The other end of the system is the way to abstract. I’ve seen a few of these, which was another attempt at a different company again. What happened was, we built a magical button, one shot API, was do a thing. What it did was, in this case, configured out an engine that could do address verification. The address verification engine setup was basically say, give me an engine, and set its settings to 5. What’s good about that is it’s very simple to do. What’s terrible about it is, you don’t really have any control, because your API was designed in mind of the user rather than in minds of the system.

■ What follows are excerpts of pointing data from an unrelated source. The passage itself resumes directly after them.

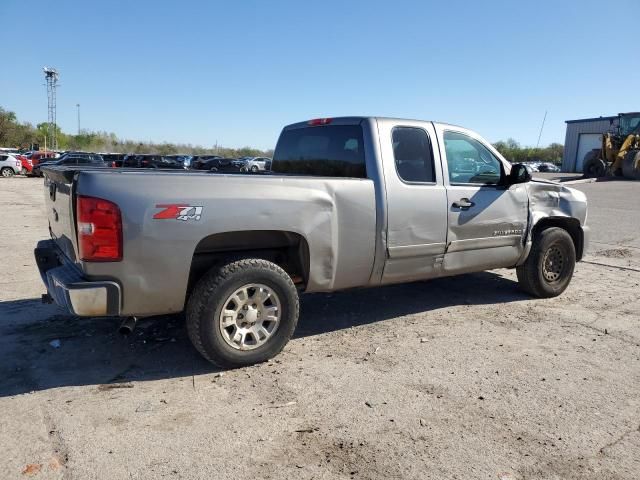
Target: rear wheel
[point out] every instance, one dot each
(548, 270)
(631, 165)
(593, 165)
(7, 172)
(242, 313)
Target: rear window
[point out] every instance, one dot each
(326, 151)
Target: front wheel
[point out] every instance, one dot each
(242, 313)
(548, 269)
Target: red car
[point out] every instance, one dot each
(31, 159)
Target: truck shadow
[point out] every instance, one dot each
(41, 347)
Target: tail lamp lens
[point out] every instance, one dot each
(99, 230)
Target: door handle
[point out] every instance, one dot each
(463, 204)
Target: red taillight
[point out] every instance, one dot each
(319, 121)
(99, 230)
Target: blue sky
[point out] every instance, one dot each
(236, 71)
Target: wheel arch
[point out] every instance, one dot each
(289, 250)
(570, 224)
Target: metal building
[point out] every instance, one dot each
(582, 136)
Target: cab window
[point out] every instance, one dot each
(412, 155)
(469, 161)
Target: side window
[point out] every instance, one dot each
(469, 161)
(413, 155)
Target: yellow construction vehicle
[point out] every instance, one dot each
(620, 151)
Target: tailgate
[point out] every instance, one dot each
(59, 204)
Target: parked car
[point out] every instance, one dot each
(198, 160)
(10, 165)
(352, 202)
(72, 159)
(32, 159)
(548, 167)
(258, 164)
(114, 160)
(152, 161)
(222, 165)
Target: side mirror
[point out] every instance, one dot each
(519, 174)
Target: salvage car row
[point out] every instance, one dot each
(31, 163)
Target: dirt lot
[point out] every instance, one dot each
(462, 378)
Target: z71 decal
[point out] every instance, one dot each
(178, 211)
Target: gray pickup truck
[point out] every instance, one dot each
(350, 202)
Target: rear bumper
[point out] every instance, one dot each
(69, 289)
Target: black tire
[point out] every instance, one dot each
(548, 269)
(211, 295)
(631, 165)
(594, 166)
(7, 172)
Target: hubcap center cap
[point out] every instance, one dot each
(250, 315)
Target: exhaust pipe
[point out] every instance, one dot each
(127, 326)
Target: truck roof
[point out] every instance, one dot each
(354, 120)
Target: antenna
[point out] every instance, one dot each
(541, 127)
(51, 76)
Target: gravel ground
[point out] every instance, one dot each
(462, 377)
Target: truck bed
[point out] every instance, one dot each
(336, 217)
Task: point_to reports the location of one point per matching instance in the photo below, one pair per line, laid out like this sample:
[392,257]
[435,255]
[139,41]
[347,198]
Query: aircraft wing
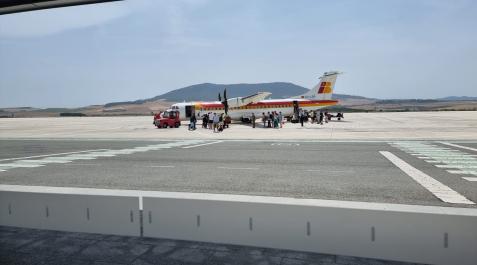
[15,6]
[242,101]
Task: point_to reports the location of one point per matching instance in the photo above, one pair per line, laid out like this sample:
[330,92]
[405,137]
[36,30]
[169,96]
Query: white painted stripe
[457,166]
[439,190]
[192,146]
[239,168]
[81,164]
[469,172]
[460,146]
[13,165]
[27,157]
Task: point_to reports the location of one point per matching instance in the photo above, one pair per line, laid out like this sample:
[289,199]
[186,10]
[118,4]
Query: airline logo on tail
[325,88]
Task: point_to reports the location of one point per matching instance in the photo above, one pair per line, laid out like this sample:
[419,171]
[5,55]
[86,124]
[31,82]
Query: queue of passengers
[212,121]
[270,120]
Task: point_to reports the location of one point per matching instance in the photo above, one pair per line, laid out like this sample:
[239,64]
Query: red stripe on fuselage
[271,103]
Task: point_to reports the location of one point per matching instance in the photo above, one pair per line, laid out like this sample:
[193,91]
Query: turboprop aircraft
[241,108]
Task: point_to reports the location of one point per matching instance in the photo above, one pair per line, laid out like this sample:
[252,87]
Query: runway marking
[28,157]
[192,146]
[441,157]
[83,155]
[239,168]
[459,146]
[456,166]
[469,172]
[81,164]
[439,190]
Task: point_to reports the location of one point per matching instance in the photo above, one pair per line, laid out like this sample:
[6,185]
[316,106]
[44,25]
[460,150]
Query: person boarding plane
[242,108]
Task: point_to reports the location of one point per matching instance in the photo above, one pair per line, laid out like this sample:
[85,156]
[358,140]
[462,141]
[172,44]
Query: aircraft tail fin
[324,89]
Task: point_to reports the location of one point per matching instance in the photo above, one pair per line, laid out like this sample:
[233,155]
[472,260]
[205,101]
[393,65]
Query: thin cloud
[53,21]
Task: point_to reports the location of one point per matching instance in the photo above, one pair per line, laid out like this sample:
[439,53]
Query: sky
[136,49]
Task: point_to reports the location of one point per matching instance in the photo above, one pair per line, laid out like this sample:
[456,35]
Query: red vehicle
[169,118]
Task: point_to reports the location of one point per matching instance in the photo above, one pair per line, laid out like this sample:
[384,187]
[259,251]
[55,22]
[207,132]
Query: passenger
[211,120]
[302,117]
[216,121]
[205,121]
[193,120]
[227,121]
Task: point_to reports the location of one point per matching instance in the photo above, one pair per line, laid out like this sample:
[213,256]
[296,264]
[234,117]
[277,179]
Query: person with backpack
[192,122]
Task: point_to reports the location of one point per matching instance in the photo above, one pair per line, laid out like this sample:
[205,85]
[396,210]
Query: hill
[208,91]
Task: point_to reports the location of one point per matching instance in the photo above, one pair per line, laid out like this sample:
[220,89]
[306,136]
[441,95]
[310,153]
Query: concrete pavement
[460,125]
[350,171]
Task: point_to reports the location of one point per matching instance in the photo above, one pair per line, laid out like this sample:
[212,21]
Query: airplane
[241,108]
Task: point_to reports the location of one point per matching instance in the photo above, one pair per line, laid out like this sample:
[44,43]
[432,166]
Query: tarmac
[385,158]
[451,125]
[349,171]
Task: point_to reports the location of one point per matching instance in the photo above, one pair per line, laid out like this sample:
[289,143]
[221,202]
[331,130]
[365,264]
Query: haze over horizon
[128,50]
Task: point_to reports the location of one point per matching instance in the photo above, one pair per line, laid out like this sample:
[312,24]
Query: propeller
[226,104]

A user might be used to dialing a few dials up to the right settings, but it doesn’t really reflect how the internals work in any meaningful way. You’re too abstract. It means something like, if I set this button to 11, what really happens? Is 11 actually one more point than 10, or is it 100 times more? You end up with requiring a very long explaining documentation to try and get people into the right mindset to actually use your software.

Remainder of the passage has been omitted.